Until the early years of the present century, the former home of a man who had been convicted of the crime was pointed out as a place of interest to visitors in Naas.
The Sack-‘em-up-men as the snatchers were called had little respect for the law and they proved this fact by stealing the body of one of the Governors of the County Gaol from Maudlins Cemetery which is just outside the town. A contemporary account of this outrage tells that carts with leather covered wheels to deaden the sound were used to move the corpse.
Less spectacular, but perhaps more profitable, were the activities of the toll collectors. Their abuse of the public was so great that the Town Sovereign of 1813, the Earl of Mayo, found it necessary to introduce reforms in the toll laws.

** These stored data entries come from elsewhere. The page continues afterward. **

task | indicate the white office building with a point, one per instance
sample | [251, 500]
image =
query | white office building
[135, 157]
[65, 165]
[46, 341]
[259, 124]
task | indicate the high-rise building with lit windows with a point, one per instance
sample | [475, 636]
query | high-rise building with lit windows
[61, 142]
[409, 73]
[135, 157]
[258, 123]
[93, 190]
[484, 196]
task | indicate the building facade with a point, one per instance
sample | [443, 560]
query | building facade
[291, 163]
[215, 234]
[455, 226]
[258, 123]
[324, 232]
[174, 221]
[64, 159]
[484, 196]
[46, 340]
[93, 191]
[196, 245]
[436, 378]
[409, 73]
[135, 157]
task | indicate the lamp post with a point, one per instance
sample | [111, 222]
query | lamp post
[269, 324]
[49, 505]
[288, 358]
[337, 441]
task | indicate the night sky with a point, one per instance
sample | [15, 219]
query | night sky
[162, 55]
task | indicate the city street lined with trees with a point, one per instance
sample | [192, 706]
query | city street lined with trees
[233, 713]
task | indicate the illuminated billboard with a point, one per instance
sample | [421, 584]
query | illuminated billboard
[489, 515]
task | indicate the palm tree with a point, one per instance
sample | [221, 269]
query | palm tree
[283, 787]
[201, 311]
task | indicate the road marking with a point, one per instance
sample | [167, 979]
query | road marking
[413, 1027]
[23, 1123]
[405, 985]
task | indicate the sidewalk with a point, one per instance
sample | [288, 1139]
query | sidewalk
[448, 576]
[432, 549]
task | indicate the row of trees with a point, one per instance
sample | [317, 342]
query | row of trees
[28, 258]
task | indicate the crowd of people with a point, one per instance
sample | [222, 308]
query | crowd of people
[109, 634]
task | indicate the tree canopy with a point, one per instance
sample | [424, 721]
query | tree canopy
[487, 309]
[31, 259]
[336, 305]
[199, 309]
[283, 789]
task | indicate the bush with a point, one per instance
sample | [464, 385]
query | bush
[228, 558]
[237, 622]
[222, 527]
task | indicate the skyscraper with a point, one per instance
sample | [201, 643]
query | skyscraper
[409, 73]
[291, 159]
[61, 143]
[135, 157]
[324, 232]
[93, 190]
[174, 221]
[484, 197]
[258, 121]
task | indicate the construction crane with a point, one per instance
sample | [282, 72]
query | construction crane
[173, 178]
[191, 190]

A booklet named “The Toll Collectors Terror,” which sold for ten-pence, was published. Dedicated to the Earl of Mayo, the pamphlet contained a schedule of the articles tollable by law and the amounts which they were subject.
The writer claimed that in several cases the tolls had been increased twelve times beyond the specified charter and in some cases the tolls had been imposed where there was no toll at all.
Yet these misfortunes of extortion and body-snatching were soon to be forgotten in the far greater tragedies which came with the Great Famine, and Naas, despite its situation in a fertile region, had its share of sorrow.